D'Agosta se pasó una mano por su escaso cabello, suspiró y se apoyó en el respaldo, cerrando otra vez los ojos con la esperanza de echarse un sueñecito de unos pocos minutos.
Increíble. Increíble de cojones.
N
ora miraba fijamente el techo de su dormitorio, recorriendo una grieta en el yeso: ahora en este sentido, ahora en el otro… Su vista seguía los meandros como se siguen los afluentes en un mapa. Se acordaba de que Bill le había propuesto enyesar y repintar la grieta, porque decía que de día, cuando se echaba a hacer la siesta, le volvía loco (y solía hacerlo a menudo, por la obligación de seguir horarios periodísticos). Ella había contestado que era una pena tirar el dinero en un piso de alquiler, y no había salido nunca más el tema.
Ahora a quien volvía loca era a ella. No podía despegar la vista.
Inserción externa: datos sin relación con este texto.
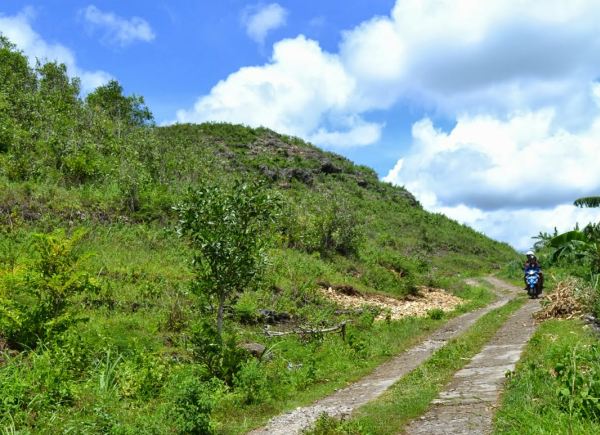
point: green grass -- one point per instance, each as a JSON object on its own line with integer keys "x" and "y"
{"x": 410, "y": 397}
{"x": 338, "y": 363}
{"x": 530, "y": 404}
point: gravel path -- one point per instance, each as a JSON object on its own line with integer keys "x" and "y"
{"x": 467, "y": 404}
{"x": 343, "y": 402}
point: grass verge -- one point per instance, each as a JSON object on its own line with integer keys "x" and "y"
{"x": 532, "y": 403}
{"x": 410, "y": 397}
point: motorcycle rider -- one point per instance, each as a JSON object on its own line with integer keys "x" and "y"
{"x": 532, "y": 264}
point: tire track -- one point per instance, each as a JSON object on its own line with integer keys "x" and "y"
{"x": 467, "y": 404}
{"x": 343, "y": 402}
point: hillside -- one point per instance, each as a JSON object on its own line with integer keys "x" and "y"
{"x": 101, "y": 329}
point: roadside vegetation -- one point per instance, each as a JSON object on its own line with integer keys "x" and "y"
{"x": 411, "y": 396}
{"x": 555, "y": 387}
{"x": 124, "y": 310}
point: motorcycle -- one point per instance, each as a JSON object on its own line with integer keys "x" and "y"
{"x": 532, "y": 278}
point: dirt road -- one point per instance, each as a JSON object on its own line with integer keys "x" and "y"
{"x": 467, "y": 404}
{"x": 345, "y": 401}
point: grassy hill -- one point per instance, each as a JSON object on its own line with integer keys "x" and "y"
{"x": 100, "y": 328}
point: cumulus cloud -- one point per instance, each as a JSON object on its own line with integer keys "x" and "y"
{"x": 117, "y": 30}
{"x": 509, "y": 178}
{"x": 288, "y": 97}
{"x": 519, "y": 78}
{"x": 449, "y": 56}
{"x": 19, "y": 31}
{"x": 261, "y": 19}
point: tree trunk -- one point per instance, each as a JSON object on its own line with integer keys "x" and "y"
{"x": 220, "y": 314}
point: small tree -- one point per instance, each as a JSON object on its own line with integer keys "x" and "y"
{"x": 226, "y": 228}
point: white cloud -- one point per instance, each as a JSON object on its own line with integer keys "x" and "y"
{"x": 452, "y": 56}
{"x": 18, "y": 30}
{"x": 518, "y": 227}
{"x": 518, "y": 77}
{"x": 288, "y": 97}
{"x": 509, "y": 178}
{"x": 117, "y": 30}
{"x": 261, "y": 19}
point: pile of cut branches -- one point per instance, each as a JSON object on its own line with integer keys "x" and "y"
{"x": 570, "y": 299}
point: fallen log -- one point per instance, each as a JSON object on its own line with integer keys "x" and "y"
{"x": 341, "y": 328}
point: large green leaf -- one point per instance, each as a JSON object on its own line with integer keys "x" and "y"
{"x": 569, "y": 236}
{"x": 588, "y": 201}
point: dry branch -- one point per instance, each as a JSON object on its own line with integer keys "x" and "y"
{"x": 308, "y": 331}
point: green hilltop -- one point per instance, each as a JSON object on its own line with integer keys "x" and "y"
{"x": 101, "y": 329}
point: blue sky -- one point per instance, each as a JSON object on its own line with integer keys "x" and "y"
{"x": 488, "y": 111}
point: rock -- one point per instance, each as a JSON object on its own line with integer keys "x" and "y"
{"x": 303, "y": 175}
{"x": 255, "y": 349}
{"x": 327, "y": 167}
{"x": 268, "y": 172}
{"x": 273, "y": 317}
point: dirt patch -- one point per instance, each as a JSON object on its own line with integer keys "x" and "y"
{"x": 343, "y": 402}
{"x": 467, "y": 404}
{"x": 427, "y": 299}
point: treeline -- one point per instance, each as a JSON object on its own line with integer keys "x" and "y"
{"x": 50, "y": 133}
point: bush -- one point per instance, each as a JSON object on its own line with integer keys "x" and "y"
{"x": 578, "y": 376}
{"x": 219, "y": 354}
{"x": 327, "y": 227}
{"x": 35, "y": 298}
{"x": 251, "y": 383}
{"x": 142, "y": 376}
{"x": 191, "y": 401}
{"x": 226, "y": 227}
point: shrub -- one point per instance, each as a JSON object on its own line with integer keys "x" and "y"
{"x": 328, "y": 227}
{"x": 191, "y": 401}
{"x": 578, "y": 376}
{"x": 251, "y": 383}
{"x": 34, "y": 299}
{"x": 226, "y": 228}
{"x": 220, "y": 354}
{"x": 435, "y": 314}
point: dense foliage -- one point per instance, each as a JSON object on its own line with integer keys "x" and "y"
{"x": 105, "y": 326}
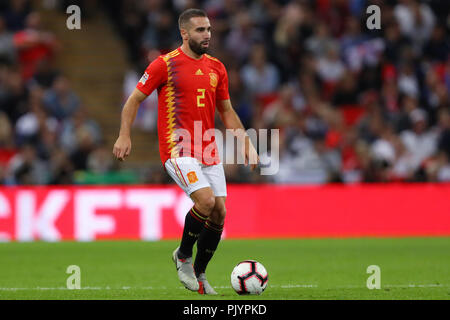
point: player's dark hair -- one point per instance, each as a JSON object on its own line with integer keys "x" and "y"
{"x": 186, "y": 15}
Giró con gran esfuerzo la cabeza y se quedó mirando la ventana abierta que había al lado de la cama. Por los barrotes de la salida de incendios se veía el edificio de enfrente, con palomas paseándose por el depósito de agua de madera del tejado. Se filtraban ruidos de tráfico de la calle adyacente: bocinas, la barahúnda de un motor diesel, cambios de marchas… A Nora le pesaban los brazos y las piernas, y lo veía todo irreal. Irreal. Todo se había vuelto irreal. Las últimas cuarenta y cuatro horas habían sido estrafalarias, obscenas e insoportables. La desaparición del cadáver de Bill, la muerte de Caitlyn a manos de… Cerró un momento los ojos, apretando los párpados para expulsar el pensamiento. Ya no aspiraba a entender nada.